Greetings and Happy Thanksgiving!
I am sure that any parent will agree that they can sit and watch their baby or young toddler for hours upon hours, marveling at their superior intellect (Certainly a genius!), their surgically precise manual dexterity (Oh my, we have a surgeon on our hands!), and their ability to intuitively create masterpieces of space and form out of dust bunnies (RISD here we come!). However, it is rare that others share your enthusiasm and obsessiveness about your prodigy.
But I will go out on a limb here and say that when you have adopted a toddler, the fascination extends a bit beyond your immediate family. The enthrallment is not nearly as all-consuming for the extended family member as it is for the parents of the kid, but it is there - and it is amazing to watch.

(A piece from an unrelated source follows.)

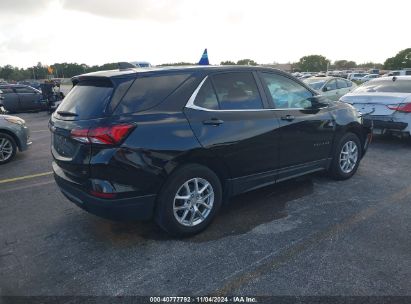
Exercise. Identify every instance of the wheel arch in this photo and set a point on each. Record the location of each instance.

This Thanksgiving the Cychowski family (and even Grandma and Grandpa J) all gathered at Grandmom and Papa C's place for the usual festivities. As predicted, the pre-college crowd gathered in the front bedroom to watch TV and play video games and pester each other. Everyone else, college age to old age, watched Lucy. It was the Lucy Show, and it went on forever, and no-one got the least bit bored, or at least they were suffering through the spectacle quietly (apologies to any rellies who fall into that category).
Lucy was passed around to everyone at the Thanksgiving table (well, the men anyway), inspecting their plates to see what morsels were there for her to try (OK, we need to work on that one). When the party moved to the den, Lucy revolved around the coffee table, calling her Aunt Catherine on a toy rotary phone (Aunt Catherine, you ARE the trooper!), gave everyone (well, the men anyway) a turn to read her a book or have her sit in her lap, involved anyone interested in her game of "which hand is the ping-pong ball in?", among other antics. And what did all of us do? We SAT THERE AND WATCHED.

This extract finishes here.